Presented at the Quinzaine des Cinéastes at Cannes 2026, “Butterfly Jam” is the new film by Kantemir Balagov. Set in Newark, it follows Pyteh (Talha Akdogan) , a sixteen-year-old Circassian wrestler whose life is upended by a single impulsive decision made by his father. The film sees the participation of Barry Keoghan, Harry Melling and Riley Keough and it is Balagov’s first work in english, set in the US and it marks the Russian director’s third time in Cannes, the first two in the Un Certain Regard section with Tesnota (2017) and Beanpole (2019)
A masculine story told in pink
Kantemir Balagov himself described Butterfly Jam as a masculine story told in pink as brutality is overcome by its tenderness. It’s a frame that stayed with Harry Melling from the very beginning: “one of the first things Kantemir said when I was talking about this project with him was that he’s thinking about pink”. Rereading the script with that in mind changed everything. Behind the wrestling, the bad decisions, the weight of legacy, Harry Melling found “a tenderness and a love that is laced through the narrative”. Riley Keough confirms the feeling from the other side of the screen: despite the intensity of what unfolds, “you walk out feeling this warm family warmth”, something she describes as quite extraordinary given the events of the film.

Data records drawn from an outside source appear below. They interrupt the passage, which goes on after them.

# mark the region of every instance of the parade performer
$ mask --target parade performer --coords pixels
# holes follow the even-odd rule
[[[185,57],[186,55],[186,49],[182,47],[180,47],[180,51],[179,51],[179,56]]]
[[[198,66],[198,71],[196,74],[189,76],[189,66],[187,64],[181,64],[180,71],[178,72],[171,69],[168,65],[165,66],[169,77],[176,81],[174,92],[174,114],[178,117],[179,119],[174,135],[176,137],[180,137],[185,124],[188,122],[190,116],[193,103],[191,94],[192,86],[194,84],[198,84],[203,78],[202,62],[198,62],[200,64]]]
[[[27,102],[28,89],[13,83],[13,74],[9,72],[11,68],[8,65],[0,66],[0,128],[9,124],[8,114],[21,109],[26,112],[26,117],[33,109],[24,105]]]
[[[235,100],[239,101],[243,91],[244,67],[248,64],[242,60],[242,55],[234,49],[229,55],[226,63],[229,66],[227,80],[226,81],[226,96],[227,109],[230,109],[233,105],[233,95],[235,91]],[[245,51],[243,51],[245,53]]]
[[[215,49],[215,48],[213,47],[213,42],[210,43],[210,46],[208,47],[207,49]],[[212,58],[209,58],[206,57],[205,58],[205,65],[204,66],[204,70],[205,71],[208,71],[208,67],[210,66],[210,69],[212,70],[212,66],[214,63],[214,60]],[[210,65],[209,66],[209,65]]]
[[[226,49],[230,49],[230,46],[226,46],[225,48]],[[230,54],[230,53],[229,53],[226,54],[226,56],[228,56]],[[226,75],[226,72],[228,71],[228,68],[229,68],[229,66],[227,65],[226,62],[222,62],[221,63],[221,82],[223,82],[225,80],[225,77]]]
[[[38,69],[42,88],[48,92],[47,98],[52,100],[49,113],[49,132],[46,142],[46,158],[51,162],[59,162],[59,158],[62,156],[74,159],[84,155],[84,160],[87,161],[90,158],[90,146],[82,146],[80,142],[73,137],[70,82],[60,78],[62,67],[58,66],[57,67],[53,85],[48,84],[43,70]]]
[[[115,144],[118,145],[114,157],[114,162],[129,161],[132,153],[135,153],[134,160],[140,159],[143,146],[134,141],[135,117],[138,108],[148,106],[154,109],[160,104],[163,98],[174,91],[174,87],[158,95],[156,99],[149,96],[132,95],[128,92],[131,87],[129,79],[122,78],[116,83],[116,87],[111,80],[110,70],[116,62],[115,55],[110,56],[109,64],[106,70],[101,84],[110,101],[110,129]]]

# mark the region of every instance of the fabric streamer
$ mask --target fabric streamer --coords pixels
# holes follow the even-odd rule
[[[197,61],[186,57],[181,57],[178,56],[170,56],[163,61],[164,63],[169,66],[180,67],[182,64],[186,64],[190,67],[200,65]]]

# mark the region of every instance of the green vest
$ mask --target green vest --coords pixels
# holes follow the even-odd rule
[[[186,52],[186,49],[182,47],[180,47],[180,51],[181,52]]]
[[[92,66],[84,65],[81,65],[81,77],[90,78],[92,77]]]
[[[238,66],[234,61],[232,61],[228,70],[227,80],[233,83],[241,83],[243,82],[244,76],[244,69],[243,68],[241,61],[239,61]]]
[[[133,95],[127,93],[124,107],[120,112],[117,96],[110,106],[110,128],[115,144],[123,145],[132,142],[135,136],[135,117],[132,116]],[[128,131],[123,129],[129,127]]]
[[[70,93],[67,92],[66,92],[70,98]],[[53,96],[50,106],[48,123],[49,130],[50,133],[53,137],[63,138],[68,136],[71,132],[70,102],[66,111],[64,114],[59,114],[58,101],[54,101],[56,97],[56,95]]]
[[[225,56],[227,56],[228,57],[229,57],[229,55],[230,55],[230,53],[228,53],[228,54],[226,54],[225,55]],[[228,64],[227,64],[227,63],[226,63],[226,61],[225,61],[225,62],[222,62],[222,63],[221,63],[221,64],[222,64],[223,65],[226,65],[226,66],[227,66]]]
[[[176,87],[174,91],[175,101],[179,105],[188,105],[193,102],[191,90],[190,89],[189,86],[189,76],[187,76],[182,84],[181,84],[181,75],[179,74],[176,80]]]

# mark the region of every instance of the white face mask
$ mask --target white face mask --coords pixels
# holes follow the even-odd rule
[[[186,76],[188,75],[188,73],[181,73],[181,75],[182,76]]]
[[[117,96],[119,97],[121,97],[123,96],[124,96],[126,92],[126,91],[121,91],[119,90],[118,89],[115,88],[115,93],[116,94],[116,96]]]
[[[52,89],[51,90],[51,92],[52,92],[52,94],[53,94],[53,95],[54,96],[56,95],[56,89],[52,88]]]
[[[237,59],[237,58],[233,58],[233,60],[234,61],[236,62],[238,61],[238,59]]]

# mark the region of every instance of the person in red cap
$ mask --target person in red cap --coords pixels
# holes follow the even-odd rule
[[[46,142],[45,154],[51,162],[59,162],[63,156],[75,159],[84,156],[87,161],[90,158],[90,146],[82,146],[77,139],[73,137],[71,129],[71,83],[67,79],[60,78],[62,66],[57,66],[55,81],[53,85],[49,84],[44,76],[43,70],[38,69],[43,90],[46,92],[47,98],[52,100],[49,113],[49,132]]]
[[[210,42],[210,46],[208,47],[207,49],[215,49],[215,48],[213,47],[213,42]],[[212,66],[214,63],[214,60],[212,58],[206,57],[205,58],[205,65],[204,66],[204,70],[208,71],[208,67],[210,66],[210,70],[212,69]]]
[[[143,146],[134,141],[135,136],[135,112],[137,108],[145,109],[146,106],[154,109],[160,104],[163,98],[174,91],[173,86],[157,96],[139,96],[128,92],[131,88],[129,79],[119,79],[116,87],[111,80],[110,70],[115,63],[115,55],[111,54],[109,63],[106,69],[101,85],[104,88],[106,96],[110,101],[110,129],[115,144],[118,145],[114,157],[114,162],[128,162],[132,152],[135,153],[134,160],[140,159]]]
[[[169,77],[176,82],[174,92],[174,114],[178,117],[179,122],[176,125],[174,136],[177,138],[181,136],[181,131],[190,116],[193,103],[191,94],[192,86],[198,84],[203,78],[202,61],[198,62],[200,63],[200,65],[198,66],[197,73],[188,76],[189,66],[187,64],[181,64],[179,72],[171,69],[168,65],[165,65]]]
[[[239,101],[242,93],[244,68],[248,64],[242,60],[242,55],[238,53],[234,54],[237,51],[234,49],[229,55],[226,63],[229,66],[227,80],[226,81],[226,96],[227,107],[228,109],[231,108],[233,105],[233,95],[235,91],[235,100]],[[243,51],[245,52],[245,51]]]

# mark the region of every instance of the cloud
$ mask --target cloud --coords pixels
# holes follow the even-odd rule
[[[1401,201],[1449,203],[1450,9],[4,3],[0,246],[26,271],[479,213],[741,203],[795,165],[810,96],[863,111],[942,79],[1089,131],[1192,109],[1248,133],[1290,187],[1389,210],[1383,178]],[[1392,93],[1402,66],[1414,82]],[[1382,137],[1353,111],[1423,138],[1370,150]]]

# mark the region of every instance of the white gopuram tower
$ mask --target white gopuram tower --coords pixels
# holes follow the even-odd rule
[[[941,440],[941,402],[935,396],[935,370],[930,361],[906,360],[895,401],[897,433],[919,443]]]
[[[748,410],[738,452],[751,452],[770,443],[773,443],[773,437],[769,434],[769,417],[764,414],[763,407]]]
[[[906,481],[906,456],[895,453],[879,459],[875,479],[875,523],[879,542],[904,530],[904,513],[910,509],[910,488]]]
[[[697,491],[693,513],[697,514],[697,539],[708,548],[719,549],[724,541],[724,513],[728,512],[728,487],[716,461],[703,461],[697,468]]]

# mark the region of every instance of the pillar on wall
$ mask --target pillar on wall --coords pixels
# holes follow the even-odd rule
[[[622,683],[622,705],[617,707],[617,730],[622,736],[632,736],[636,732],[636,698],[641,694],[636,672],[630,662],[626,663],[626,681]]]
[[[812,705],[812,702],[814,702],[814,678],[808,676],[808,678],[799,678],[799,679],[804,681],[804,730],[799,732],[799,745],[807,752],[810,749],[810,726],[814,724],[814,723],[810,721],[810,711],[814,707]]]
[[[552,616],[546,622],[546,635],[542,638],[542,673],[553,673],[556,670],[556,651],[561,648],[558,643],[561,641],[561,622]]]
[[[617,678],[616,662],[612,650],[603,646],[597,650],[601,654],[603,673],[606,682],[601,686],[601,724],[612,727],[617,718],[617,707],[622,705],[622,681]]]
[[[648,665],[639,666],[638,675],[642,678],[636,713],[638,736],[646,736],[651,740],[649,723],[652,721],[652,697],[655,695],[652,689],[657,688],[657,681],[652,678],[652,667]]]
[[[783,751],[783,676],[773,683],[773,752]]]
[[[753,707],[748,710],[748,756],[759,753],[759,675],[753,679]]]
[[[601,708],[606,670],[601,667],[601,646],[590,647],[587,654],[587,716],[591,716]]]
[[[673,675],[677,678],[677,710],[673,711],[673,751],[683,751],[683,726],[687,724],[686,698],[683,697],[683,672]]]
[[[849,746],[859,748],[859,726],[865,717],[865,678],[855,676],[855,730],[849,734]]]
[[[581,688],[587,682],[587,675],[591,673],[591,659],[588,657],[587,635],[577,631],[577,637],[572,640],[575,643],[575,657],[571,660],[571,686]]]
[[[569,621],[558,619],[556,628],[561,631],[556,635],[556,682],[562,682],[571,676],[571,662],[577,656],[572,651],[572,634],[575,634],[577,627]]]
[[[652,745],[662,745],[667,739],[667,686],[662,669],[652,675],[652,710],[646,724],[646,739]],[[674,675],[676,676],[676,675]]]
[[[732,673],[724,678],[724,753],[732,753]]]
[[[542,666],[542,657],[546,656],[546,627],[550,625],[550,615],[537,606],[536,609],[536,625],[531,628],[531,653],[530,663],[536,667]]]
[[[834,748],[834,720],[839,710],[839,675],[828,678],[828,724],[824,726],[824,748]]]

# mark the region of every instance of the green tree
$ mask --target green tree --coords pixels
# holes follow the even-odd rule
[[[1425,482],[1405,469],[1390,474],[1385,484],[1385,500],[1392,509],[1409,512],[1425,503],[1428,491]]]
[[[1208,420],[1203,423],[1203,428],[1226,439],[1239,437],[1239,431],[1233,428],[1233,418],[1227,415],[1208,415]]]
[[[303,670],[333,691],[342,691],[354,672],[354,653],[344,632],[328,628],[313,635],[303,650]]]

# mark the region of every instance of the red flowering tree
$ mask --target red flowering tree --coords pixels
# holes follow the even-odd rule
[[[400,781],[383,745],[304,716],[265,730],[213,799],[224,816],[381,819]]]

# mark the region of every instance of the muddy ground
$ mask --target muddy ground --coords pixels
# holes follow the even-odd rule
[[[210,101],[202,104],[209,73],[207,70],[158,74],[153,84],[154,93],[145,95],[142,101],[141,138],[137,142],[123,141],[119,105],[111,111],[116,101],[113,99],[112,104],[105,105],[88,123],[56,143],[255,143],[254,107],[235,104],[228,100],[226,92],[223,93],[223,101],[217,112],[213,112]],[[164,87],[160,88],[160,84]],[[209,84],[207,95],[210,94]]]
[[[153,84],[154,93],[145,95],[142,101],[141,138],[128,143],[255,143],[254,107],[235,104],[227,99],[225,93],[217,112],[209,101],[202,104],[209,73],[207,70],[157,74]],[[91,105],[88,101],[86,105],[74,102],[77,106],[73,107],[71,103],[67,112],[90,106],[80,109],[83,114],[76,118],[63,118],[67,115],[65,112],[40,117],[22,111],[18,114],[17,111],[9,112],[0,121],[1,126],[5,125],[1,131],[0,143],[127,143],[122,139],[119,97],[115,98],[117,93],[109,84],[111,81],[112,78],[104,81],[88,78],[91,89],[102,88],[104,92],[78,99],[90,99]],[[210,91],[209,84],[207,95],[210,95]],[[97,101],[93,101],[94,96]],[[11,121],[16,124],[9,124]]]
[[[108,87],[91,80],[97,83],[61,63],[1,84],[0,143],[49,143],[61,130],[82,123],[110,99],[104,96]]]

Writing women in a male story
Kantemir Balagov built his reputation with female-centred films, most notably “Beanpole“. With “Butterfly Jam” the centre of gravity shifts, but Riley Keough noticed immediately that his gaze on women had not. “Kantemir writes women so beautifully”, she says as this was the first thing that struck her when she read the script. Her character is nuanced, real, and carries a specific weight in the story: “she’s the one in the family who’s trying to keep it together, which is very often the female experience”.
Awkwardness as sincerity
At the Q&A the previous evening, Kantemir Balagov had said that awkwardness is a form of sincerity and the three actors find different ways into that idea. For Harry Melling, it starts with the way Kantemir Balagov works on set: “he allows those quieter moments where maybe you don’t know what you’re going to do, you don’t really know how you’re going to react”. The less an actor has planned, he suggests, the more honest the result. Akdogan agrees and adds: “conversations in real life are filled with awkwardness when he uses awkwardness it’s just realism”.
The fear of being weak
The film’s adult characters are haunted by the fear of weakness, a fear that, as Riley Keough observes, is “such a hard thing to watch” from the outside: “how much men struggle with their vulnerability, it’s quite heartbreaking”. For Talha Akdogan, who plays the teenager at the centre of it all, the roots of that fear are clear: “growing up, your dad tells you to be strong, everybody around you tells you to be strong”. When weakness surfaces anyway, the only response available is denial. It is, he says, simply the way you were brought up.
Plot
16 years old Pyteh splits his time between the wrestling mat and his family’s struggling Circassian diner in Newark. A single impulsive decision by his hustling father changes the course of his life, shaping a tale of pride, legacy, and masculinity.